Ekweremadu and his wife were arrested in the United Kingdom on June 24, on the charges of conspiracy to fly a minor to the UK, with the intentions of harvesting the minors organ to salvage the health situation of their daughter Sonia.
They were also denied bail by the Uxbridge magistrate court.
Following the incident of alleged organ harvesting in the United Kingdom, Mr. Ukpo’s passport surfaced online, promoting the Federal Government to order an investigation into the breach of his data and privacy.
While the data breach had yet to be resolved, Justice Inyang Ekwo in a ruling on Friday granted the prayers of the counsel to the Ekweremadus, Adegboyega Awomolo (SAN), for Ukpo’s biodata to be released to the couple to aid their defence in the trial in the UK. “I make an order granting the prayers,” the judge ruled.

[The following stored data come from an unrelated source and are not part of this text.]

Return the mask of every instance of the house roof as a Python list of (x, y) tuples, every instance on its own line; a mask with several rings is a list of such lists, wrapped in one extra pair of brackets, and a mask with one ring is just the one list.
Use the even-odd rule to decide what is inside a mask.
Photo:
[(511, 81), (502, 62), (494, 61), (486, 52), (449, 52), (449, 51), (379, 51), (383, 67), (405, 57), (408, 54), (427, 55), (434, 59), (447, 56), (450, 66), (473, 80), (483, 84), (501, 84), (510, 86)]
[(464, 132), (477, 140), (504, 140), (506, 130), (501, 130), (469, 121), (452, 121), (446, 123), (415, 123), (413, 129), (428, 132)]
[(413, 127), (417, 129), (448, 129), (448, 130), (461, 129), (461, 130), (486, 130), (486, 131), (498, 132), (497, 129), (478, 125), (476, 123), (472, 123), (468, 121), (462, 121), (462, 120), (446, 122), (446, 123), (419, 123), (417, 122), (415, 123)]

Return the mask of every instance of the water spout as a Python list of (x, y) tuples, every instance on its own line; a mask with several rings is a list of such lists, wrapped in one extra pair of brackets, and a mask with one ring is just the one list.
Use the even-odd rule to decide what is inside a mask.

Meanwhile, a source at the NIMC expressed concern over the extent to which the ruling breached the provisions of the Nigeria Data Protection Regulation 2019, put in place in accordance with the Act establishing the National Information Technology Development Agency.The source lamented that it was wrong for the data of a subject to be released to another individual, adding that the judgement was hasty and that the commission still had a window to file its processes when the court gave its judgement.
The NITDA Act 2007 had mandated the agency to “inter alia develop regulations for electronic governance and monitor the use of electronic data interchange”.

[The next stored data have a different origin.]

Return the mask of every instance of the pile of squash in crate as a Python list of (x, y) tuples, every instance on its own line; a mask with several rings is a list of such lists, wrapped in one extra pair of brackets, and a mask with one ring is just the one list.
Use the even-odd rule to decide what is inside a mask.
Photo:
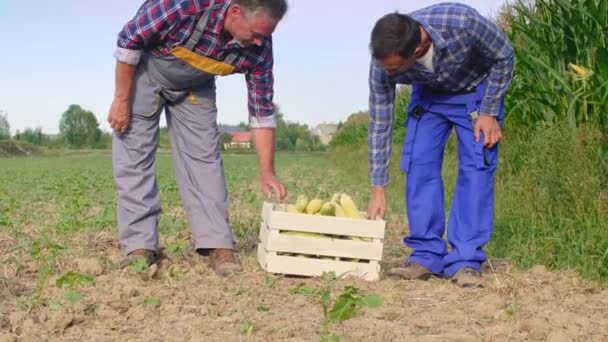
[[(357, 209), (357, 205), (353, 201), (352, 197), (345, 193), (336, 193), (332, 196), (329, 201), (323, 201), (318, 198), (313, 198), (312, 200), (308, 200), (308, 196), (300, 195), (296, 199), (295, 204), (287, 205), (287, 212), (289, 213), (301, 213), (308, 215), (323, 215), (323, 216), (336, 216), (336, 217), (346, 217), (352, 219), (366, 219), (367, 214), (365, 212), (360, 212)], [(310, 232), (298, 232), (298, 231), (284, 231), (283, 234), (288, 235), (299, 235), (299, 236), (310, 236), (310, 237), (324, 237), (324, 238), (338, 238), (338, 239), (348, 239), (348, 240), (358, 240), (358, 241), (373, 241), (372, 238), (366, 237), (358, 237), (358, 236), (340, 236), (340, 235), (331, 235), (331, 234), (321, 234), (321, 233), (310, 233)], [(298, 257), (313, 257), (307, 256), (303, 254), (289, 254), (285, 253), (284, 255), (293, 255)], [(316, 256), (321, 259), (334, 259), (330, 257)], [(351, 261), (358, 261), (356, 259), (344, 259)]]
[(308, 200), (306, 195), (300, 195), (295, 204), (287, 205), (287, 212), (302, 213), (310, 215), (325, 215), (337, 217), (349, 217), (354, 219), (365, 219), (367, 214), (359, 212), (353, 199), (344, 193), (334, 194), (329, 201), (319, 198)]
[(300, 195), (295, 203), (265, 202), (258, 261), (271, 273), (320, 276), (324, 272), (377, 280), (386, 223), (369, 220), (353, 199)]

Section 2.3 of the regulation, which speaks to ‘Procuring Consent’ stated, among other provisions, that no data shall be obtained without the subject’s knowledge and that the subject must give consent without coercion.

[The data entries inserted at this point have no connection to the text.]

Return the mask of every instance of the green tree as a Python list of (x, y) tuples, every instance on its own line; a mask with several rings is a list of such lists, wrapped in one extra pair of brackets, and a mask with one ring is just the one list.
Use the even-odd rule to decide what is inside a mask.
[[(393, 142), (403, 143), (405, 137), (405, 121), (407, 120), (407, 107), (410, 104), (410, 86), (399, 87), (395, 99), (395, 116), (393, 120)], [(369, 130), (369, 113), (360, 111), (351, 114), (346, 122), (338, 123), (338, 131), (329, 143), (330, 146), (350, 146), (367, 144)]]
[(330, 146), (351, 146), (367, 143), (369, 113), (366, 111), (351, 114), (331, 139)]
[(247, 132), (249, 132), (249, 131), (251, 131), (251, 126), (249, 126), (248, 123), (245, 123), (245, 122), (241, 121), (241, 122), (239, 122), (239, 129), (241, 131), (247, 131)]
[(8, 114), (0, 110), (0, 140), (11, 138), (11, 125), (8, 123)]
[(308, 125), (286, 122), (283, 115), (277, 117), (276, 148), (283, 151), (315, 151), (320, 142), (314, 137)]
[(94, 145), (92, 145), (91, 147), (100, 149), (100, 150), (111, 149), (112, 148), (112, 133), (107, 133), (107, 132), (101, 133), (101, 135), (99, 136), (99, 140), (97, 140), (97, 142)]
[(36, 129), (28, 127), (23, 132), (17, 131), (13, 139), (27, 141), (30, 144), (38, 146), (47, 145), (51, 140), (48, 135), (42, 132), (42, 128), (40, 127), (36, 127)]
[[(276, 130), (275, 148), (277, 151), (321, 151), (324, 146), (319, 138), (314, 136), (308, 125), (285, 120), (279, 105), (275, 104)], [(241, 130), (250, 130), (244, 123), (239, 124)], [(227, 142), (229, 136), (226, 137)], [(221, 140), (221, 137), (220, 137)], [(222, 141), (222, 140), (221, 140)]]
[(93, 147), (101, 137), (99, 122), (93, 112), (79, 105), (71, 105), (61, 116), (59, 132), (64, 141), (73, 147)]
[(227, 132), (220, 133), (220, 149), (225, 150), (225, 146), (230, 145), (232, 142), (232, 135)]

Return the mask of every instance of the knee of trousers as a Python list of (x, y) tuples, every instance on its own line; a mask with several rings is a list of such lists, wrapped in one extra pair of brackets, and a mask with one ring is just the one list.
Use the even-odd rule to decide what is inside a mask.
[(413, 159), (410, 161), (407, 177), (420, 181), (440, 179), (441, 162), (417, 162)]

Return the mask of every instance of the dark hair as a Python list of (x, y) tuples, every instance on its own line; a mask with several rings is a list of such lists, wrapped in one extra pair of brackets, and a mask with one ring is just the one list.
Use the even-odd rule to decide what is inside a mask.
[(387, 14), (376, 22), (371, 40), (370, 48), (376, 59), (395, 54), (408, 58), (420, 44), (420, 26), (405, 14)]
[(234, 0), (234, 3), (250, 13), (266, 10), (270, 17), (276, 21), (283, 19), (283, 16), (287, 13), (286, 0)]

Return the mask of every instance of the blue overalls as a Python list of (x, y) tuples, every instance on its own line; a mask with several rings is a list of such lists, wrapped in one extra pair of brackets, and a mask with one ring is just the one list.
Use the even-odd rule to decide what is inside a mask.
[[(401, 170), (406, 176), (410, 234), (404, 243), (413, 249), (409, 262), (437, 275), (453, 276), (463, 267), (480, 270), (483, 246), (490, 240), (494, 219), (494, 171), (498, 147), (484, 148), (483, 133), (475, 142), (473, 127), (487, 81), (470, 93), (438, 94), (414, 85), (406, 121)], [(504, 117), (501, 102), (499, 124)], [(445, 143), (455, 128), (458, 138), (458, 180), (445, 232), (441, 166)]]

Section 2.3 reads, “(1) No data shall be obtained except the specific purpose of collection is made known to the Data Subject; (2) Data Controller is under obligation to ensure that consent of a Data Subject has been obtained without fraud, coercion or undue influence; accordingly: (a) where processing is based on consent, the Controller shall be able to demonstrate that the Data Subject has consented to processing of his or her Personal Data and the legal capacity to give consent; (e) where data may be transferred to a third party for any reason whatsoever.”
The NIMC source noted that the commission was saddened by the ruling because there was no evidence of consent from the data subject; the request was in the private capacity of the Ekweremadus and that no provision in the NIMC Act, Regulations & NDPR permits such transmission of personal information.
The source hinted that the commission was only served with the court processes on June 27 and 30, 2022 and that the application before the court was to seek the order of mandamus to compel NIMC to disclose the NIN data of a citizen without the consent of the citizen, which was in contravention of the NDPR.
The source added, “The applicants are not law enforcement agencies and cannot, therefore, assert to the court that the information will be used to prevent crime. Therefore, they do not have the capacity to act for law enforcement agencies. The proper process is to apply to relevant law enforcement agencies and to join HAGF (Honourable Attorney General of the Federation) in the process.”